An explanation of some basic Architecture, including Node, Node Ring also called a Cluster, the Primary Key and Partition Key.
Okay, so I talked about different,
I showed you the CQL shell and I’m talking about nodes,
and the cluster
and the keyspace and the table, but I didn’t really
say what these things are, so let’s cover that.
In this part,. I’m going to talk about the
basic architecture of Scylla.
So I keep saying “node”.
What’s a node?
A node is the ScyllaDB software
running on a machine on a server.
Typically in a production cluster,
a cluster is a collection of nodes
and in the production cluster we have
at least three nodes and it can go all the way
up to hundreds of nodes running in the same cluster.
So it’s a distributed database that has multiple nodes,
and each node is responsible
for a part of the database content.
Data is replicated
typically to at least three nodes,
but that’s up to the user and the use case.
And each node holds a part of the content of the database.
In ScyllaDB all the nodes are created equal,
so we don’t have the concept of leader,
follower nodes or master slave or any other name
you want to call it, all nodes are equal.
All nodes can serve requests,
and that goes together with high availability,
meaning that there’s no single point of failure,
even if one of the nodes goes down
or more than one node goes down for whatever reason,
say there is a hardware failure
or an earthquake or a fire or whatever,
the system will still be up and running and it will be able
to serve requests. Great.
So that was a node.. What’s a cluster?
A cluster is a collection of nodes.
We can think about it as a “node ring” as you see here.
And here we have five nodes consisting of a single cluster
so they work together and they are a single cluster.
The communication between
the nodes in the cluster is done peer to peer,
so they can all communicate with one another.

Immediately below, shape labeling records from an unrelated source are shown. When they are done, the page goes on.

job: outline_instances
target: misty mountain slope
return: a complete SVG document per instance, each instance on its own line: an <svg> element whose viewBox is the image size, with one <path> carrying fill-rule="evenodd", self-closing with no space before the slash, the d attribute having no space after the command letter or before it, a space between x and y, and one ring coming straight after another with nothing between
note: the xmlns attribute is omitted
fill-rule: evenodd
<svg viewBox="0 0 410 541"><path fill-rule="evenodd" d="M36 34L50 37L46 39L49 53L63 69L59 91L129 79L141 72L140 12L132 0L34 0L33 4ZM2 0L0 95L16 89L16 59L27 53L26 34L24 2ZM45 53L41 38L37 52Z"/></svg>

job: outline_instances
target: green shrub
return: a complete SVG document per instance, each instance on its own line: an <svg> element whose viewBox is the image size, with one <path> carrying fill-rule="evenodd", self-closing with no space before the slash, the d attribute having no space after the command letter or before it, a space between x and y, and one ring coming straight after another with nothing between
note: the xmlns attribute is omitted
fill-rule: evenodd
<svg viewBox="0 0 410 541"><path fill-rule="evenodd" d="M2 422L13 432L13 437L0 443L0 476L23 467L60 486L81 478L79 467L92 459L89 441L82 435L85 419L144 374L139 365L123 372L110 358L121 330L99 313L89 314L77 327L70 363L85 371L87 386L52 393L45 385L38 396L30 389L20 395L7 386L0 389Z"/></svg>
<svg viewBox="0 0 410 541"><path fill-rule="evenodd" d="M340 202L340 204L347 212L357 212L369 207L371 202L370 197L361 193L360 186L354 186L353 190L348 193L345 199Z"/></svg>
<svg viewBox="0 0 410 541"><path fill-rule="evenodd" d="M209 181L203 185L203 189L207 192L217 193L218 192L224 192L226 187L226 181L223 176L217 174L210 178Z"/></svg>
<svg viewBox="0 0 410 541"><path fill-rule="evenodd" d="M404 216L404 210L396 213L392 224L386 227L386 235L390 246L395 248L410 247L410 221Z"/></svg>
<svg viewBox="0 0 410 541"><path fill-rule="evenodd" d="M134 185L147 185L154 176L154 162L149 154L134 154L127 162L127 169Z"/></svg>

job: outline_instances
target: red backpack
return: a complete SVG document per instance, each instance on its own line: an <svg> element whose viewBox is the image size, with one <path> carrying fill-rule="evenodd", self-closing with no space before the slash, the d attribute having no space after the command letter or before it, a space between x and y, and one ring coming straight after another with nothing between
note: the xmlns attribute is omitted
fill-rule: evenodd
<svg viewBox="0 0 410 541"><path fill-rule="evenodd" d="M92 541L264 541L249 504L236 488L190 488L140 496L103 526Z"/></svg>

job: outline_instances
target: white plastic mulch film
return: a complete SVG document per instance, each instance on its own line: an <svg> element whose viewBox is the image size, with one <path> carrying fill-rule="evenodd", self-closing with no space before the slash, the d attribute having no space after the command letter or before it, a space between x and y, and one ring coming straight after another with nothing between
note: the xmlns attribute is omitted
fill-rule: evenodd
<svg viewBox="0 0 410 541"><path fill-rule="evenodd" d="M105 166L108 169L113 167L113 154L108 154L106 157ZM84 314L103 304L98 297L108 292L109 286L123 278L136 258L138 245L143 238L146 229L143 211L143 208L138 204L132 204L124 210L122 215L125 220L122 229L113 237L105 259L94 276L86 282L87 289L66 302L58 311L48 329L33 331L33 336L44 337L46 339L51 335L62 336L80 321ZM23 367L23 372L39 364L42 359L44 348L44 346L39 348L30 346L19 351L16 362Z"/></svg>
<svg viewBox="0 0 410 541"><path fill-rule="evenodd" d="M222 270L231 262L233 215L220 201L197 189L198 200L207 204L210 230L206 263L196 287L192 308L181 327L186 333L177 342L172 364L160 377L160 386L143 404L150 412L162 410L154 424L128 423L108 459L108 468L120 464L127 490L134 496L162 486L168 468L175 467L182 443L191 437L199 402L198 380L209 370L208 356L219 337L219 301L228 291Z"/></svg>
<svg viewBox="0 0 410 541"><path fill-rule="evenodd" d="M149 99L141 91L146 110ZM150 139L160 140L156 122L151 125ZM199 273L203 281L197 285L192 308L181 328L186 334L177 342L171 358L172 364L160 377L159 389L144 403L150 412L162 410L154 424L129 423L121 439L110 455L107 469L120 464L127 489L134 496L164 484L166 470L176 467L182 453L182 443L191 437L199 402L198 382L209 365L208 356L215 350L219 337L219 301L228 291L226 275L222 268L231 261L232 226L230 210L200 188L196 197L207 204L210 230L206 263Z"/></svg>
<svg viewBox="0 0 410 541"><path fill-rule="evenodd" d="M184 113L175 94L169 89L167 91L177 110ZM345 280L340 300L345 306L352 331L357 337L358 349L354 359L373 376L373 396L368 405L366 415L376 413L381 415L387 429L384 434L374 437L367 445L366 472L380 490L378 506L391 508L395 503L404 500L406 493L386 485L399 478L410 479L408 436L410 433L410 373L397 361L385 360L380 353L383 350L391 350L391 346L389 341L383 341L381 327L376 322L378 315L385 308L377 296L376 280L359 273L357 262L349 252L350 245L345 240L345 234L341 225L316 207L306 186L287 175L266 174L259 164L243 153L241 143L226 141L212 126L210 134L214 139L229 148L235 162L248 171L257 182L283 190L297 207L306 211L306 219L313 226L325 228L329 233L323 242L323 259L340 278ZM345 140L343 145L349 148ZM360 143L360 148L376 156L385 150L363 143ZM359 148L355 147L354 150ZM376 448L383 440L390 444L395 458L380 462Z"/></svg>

And again, there is no single point of failure.
Okay, this is important, the partition key.
How does Scylla know
which node is responsible for the data?
And I’ll say this again, what you see here is also
relevant for Apache Cassandra.
It works at this level pretty much the same.
So we have here a row with four columns.
They are: ID, name, address and phone,
and in this specific table, the ID was defined
as the partition key.
Now choosing the partition key is important
in terms of the data
model of your application and I’ll go into more detail
about that in the next talk, ScyllaDB
core concepts, which is in the essentials track
right after this one.
So what happens?
when we try to query, say we try to write this row
to the database, what ScyllaDB does is
it executes a consistent hash function also called the
partitioner, on the partition key value ID, in this case.
And according to the hash, it knows
which nodes are responsible for this specific piece of data.
Okay. So
it depends on how replication is set up.
It could be more than one node,
but whenever we read or write data,
the system performs the hash function on the partition key
and it knows which nodes are responsible.